What is the difference between an LLC and an LLP?

There are several differences between an LLC and an LLP. For example, LLCs can register in any U.S. state, but LLPs may face more restrictions in some states. In terms of liability protection, LLPs may offer more protection. While LLC members generally aren't personally liable for business debts, they are liable for the actions of other members. In an LLP, partners are only personally liable for their own actions.

Do you need a written partnership agreement to start an LLP?

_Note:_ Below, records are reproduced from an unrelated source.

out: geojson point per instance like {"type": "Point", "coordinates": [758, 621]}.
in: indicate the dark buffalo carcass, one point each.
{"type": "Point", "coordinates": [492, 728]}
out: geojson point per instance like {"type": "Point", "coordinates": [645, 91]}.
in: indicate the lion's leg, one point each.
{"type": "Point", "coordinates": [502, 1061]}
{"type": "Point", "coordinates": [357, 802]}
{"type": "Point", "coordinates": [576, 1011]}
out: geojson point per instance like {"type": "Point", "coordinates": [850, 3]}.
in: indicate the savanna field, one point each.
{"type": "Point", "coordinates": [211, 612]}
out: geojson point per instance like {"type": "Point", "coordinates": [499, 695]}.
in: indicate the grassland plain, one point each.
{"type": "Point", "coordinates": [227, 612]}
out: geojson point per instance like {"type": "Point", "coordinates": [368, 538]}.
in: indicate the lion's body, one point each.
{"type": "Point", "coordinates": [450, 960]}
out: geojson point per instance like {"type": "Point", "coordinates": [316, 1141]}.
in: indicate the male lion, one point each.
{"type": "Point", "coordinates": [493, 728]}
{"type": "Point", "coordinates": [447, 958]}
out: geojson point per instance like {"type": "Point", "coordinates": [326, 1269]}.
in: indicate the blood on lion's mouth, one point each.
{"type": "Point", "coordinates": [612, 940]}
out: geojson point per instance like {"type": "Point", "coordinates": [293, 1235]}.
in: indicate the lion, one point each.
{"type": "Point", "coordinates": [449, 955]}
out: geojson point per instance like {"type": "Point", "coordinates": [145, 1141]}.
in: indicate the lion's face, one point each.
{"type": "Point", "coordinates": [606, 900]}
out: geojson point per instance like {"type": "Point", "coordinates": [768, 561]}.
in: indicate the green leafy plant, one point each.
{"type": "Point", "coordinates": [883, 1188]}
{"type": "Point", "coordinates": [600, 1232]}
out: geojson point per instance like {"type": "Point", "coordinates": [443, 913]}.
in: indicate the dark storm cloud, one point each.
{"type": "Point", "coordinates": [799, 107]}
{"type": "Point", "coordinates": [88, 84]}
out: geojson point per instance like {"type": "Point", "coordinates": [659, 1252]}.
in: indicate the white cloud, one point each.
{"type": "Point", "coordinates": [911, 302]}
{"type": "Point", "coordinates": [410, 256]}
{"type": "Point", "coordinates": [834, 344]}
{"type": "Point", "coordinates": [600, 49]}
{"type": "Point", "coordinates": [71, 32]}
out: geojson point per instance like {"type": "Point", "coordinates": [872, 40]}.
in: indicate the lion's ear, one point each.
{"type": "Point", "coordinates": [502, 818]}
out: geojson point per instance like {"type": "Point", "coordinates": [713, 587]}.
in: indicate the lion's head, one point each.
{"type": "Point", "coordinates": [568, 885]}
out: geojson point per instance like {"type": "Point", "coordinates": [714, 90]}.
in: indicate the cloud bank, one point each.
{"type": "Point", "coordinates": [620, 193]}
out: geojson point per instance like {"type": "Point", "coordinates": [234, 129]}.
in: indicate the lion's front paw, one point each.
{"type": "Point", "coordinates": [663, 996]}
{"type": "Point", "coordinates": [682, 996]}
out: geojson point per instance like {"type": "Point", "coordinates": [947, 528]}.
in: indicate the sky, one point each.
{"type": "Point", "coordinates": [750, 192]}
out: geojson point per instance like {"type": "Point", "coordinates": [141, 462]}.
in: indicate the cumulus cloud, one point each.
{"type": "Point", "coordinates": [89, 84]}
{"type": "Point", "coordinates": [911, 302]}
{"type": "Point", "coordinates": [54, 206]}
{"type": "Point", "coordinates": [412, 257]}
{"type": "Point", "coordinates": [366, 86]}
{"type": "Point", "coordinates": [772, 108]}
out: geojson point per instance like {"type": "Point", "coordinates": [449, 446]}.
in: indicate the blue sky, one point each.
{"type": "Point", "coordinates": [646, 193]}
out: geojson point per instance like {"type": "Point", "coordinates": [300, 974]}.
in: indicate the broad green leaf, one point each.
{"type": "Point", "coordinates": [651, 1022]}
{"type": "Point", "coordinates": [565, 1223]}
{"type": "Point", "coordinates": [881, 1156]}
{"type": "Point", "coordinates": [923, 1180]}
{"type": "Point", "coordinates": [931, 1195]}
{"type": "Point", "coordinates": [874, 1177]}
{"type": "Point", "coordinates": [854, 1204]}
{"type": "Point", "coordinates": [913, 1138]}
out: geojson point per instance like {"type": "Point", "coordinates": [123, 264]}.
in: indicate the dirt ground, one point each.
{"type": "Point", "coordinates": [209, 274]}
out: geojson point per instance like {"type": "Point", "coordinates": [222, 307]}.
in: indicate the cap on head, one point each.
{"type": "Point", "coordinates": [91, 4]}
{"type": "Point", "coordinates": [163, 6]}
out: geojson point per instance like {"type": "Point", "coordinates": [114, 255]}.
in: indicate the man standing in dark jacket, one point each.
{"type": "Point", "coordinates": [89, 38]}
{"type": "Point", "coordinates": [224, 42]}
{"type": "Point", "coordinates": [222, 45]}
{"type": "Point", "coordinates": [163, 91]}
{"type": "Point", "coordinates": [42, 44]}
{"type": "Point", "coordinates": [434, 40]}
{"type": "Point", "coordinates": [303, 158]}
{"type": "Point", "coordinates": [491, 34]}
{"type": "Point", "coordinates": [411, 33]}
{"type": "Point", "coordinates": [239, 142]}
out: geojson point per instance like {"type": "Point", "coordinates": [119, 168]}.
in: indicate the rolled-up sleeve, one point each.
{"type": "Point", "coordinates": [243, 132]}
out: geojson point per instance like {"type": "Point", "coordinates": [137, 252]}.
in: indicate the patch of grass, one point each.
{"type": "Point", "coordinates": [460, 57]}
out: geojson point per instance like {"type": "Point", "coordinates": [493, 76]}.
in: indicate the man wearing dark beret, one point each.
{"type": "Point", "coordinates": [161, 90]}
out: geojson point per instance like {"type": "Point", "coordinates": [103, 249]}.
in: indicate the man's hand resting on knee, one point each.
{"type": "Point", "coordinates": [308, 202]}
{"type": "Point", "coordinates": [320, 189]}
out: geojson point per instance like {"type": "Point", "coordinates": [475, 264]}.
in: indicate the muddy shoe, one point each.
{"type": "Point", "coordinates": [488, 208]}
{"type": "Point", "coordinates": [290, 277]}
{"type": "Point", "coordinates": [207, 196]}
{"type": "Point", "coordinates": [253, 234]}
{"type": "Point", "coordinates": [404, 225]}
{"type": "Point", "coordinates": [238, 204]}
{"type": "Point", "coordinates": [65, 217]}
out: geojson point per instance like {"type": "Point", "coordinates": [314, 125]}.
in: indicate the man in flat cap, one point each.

States generally don't mandate written partnership agreements, but often highly recommend them. Partnership agreements are an internally binding contract that clarify the relationship between partners—their duties and responsibilities—and establish how the organization makes decisions. In turn, partnership agreements can prevent future disputes or inform how disputes that do arise are handled in court.

How does an LLP work?

Generally, partners contribute capital, resources, and expertise to the LLP and split management equally. The personal assets of the partners are often protected, even if the LLP or individual partners incur debts or liabilities. Profits are distributed to the partners according to the terms of the partnership agreement and each partner reports their share of the LLP's profits on their individual tax returns.

What is the difference between an LLP and a general partnership? 

A limited liability partnership (LLP) and a general partnership differ in the liability of the partners. Partners are personally liable for the debts and obligations of the business in a general partnership, while each partner has limited liability in an LLP. Additionally, an LLP is a separate legal entity from its partners, which allows its partners to enter into contracts and own property in the name of the business.